Feuilleton

Was aus einem schlechten „Tatort“ entstehen kann

Zwei Medizinstudenten analysieren die Fernsehserie

Der Autor ist Direktor des Instituts für Pharmakologie an der Medizinischen Hochschule Hannover – und ein leidenschaftlicher Fan der Kult-­Krimireihe Tatort. Bei einem Dresdner Tatort mitten in der Corona-Pandemie war der Ärger über die wiederkehrende ungenaue Darstellung pharmakologisch-toxikologischer Inhalte so groß, dass er sich auf eine ungewöhnliche Mission begab. Von dieser berichtet er hier. | Von Roland Seifert

Was aus einem schlechten „Tatort“ entstehen kann

Schon häufiger sind ungenaue oder auch gefährliche Darstellungen pharmakologisch-toxikologischer Inhalte in etlichen Tatort-Folgen aufgefallen. Mal wurde Methylphenidat als Leistungssteigerer unkritisch glorifiziert, mal wurden Psychopharmaka global als abhängigkeitsinduzierend dargestellt, und mal wurde sehr genau gezeigt, wie man sein Opfer mit Kaliumcyanid töten kann.
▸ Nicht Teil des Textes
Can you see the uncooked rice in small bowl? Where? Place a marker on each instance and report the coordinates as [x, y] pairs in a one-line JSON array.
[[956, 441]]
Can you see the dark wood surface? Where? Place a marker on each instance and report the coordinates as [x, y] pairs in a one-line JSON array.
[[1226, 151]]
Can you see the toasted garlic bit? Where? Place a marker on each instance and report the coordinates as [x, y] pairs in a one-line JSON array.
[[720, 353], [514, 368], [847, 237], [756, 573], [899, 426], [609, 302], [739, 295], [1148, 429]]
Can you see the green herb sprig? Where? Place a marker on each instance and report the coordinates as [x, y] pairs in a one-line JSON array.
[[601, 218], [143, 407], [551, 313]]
Doch bei einem Dresdner Tatort, mitten in der Corona-Pandemie, wurde allen Erns­tes „Cortison“ als Mittel der Wahl beim anaphylaktischen Schock dargestellt, und natürlich wirkte es auch sofort. Das war unerträglich aus der Sicht eines Pharmakologen, zumal der Autor bei der Leitlinie zur Behandlung des anaphylaktischen Schocks selbst mitarbeitet [1]. Aber der Zeitpunkt erschien ideal: In der Corona-Pandemie war der Präsenzunterricht an der Medizinischen Hochschule Hannover (MHH) stark eingeschränkt. Der klassische akademische Austausch zwischen Student und Professor trocknete fast völlig aus. Könnte es vielleicht sein, dass die Studenten in dieser Situation an Doktorarbeiten interessiert sind, die man gut von zu Hause mit online verfügbaren Datensätzen durchführen kann?